Title VII and related federal civil rights laws contain short administrative claims periods that often result in preclusion of actions filed after expiration of these dates. These exclusions lead to frequent litigation regarding when the period of limitations for filing discrimination and retaliation claims begins. Last week, the U.S. Supreme Court concluded that for situations where an employee resigns due to a constructive discharge, the limitations period begins as of the date of notice of resignation, and not the earlier last date of any alleged discriminatory or retaliatory action.
Constructive discharge occurs when an employee quits based on work conditions that are deemed intolerable to a reasonable person. In some situations, the date of resignation may be some time after the last claimed discriminatory act took place.
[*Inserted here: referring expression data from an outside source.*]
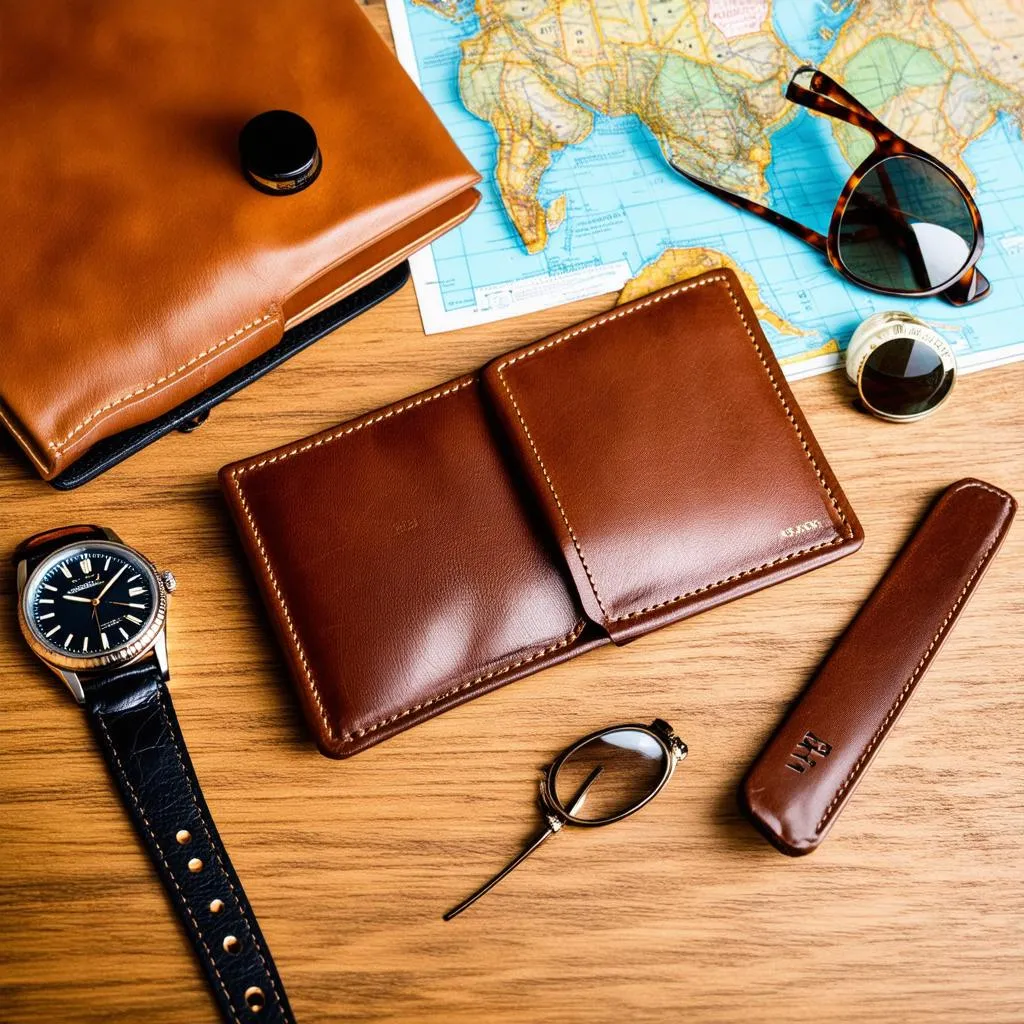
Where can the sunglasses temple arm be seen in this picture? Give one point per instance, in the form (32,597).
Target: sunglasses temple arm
(548,830)
(850,110)
(801,231)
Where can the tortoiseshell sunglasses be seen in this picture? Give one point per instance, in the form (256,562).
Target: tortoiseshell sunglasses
(904,223)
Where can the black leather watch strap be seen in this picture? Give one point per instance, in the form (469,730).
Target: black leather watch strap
(132,715)
(36,548)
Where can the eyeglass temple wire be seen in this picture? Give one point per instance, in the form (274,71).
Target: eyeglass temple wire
(549,829)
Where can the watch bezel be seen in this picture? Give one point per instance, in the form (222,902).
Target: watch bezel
(128,651)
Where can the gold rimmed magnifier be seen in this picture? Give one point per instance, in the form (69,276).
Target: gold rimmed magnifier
(601,778)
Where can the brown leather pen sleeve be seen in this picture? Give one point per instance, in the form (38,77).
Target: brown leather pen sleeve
(803,778)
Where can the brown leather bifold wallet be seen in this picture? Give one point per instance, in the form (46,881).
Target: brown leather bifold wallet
(629,472)
(144,278)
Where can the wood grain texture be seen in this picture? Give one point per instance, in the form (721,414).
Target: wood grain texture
(912,909)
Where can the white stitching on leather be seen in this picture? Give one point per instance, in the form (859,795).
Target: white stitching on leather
(170,873)
(551,343)
(349,737)
(161,700)
(909,684)
(57,446)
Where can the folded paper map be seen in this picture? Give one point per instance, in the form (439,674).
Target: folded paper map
(569,109)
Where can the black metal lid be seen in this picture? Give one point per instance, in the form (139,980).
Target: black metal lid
(279,153)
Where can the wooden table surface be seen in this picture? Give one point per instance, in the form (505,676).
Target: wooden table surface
(913,908)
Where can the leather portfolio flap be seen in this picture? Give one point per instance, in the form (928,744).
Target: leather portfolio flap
(139,266)
(669,457)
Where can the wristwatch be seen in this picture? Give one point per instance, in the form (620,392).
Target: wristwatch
(94,611)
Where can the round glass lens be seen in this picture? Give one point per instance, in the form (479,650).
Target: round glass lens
(609,775)
(906,227)
(904,378)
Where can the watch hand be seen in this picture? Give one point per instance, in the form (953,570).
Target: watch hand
(111,582)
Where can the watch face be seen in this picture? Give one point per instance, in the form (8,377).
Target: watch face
(89,600)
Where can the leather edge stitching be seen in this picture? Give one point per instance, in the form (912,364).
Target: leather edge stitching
(350,737)
(788,413)
(57,446)
(910,684)
(567,639)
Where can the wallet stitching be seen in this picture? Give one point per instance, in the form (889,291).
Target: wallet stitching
(551,343)
(503,670)
(162,702)
(909,685)
(58,446)
(167,866)
(349,737)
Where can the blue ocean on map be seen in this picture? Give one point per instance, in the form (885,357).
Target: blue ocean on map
(626,206)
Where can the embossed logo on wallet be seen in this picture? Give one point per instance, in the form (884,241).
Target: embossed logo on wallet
(801,527)
(802,757)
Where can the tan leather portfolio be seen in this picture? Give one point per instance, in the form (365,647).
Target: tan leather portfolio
(143,275)
(631,471)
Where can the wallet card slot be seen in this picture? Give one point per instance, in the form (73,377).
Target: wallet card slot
(670,458)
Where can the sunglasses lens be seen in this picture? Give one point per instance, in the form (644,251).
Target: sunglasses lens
(904,378)
(624,768)
(906,227)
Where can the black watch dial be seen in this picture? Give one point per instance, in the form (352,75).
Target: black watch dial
(90,599)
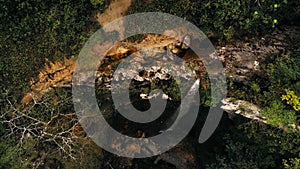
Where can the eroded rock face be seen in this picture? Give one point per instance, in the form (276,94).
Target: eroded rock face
(243,58)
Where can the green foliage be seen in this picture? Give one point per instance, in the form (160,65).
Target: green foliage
(291,163)
(226,18)
(291,99)
(35,30)
(277,115)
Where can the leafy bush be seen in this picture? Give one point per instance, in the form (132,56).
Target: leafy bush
(277,115)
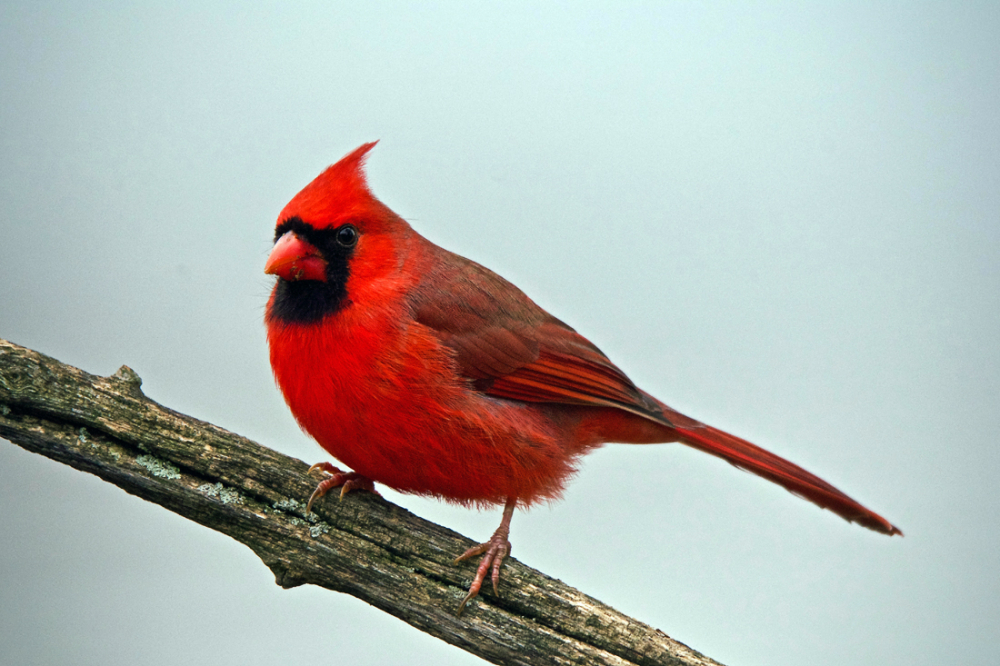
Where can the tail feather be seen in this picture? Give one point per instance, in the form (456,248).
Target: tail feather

In Green v. Brennan, the plaintiff alleged that he was accused by his employer, the U.S. Postal Service, of criminal delays in delivering mail after he complained about being denied a promotion due to his race. The parties eventually agreed that the plaintiff would resign in return for the USPS dropping the criminal charges, but the notice of resignation occurred several months after the alleged retaliatory action took place. The plaintiff filed a charge of discrimination with the EEOC, and the employer sought its dismissal as untimely.
The district court and the Tenth Circuit Court of Appeals agreed with the defendant, affirming dismissal of the claim as outside of the applicable limitations period. Those courts concluded that the period of limitations in employment discrimination claims runs from the last date of alleged discriminatory treatment, and not the day that the employee decides to resign.
In a 7-1 opinion, the Supreme Court reversed this decision, remanding the suit to district court. The Court stated that the period of limitations under Title VII and related laws begins running as of the date of constructive discharge: “resignation is part of the ‘complete and present cause of action’ in a constructive discharge claim, which comprises two basic elements: discriminatory conduct such that a reasonable employee would have felt compelled to resign and actual resignation.” From a practical standpoint, employees subject to conduct constituting constructive discharge may not be in a position to resign for some time after the alleged conduct occurs.
In practice, this decision should have limited impact on employers. In most constructive discharge situations, the employee resigns shortly after the alleged conduct takes place, and the deadline for filing an EEOC charge does not come into play in ensuing litigation. However, there may be a few situations where an employee delays a considerable amount of time before resigning, significantly extending the usual limitations period. In those cases, the employer could still argue that the delay is evidence of a lack of grounds for constructive discharge.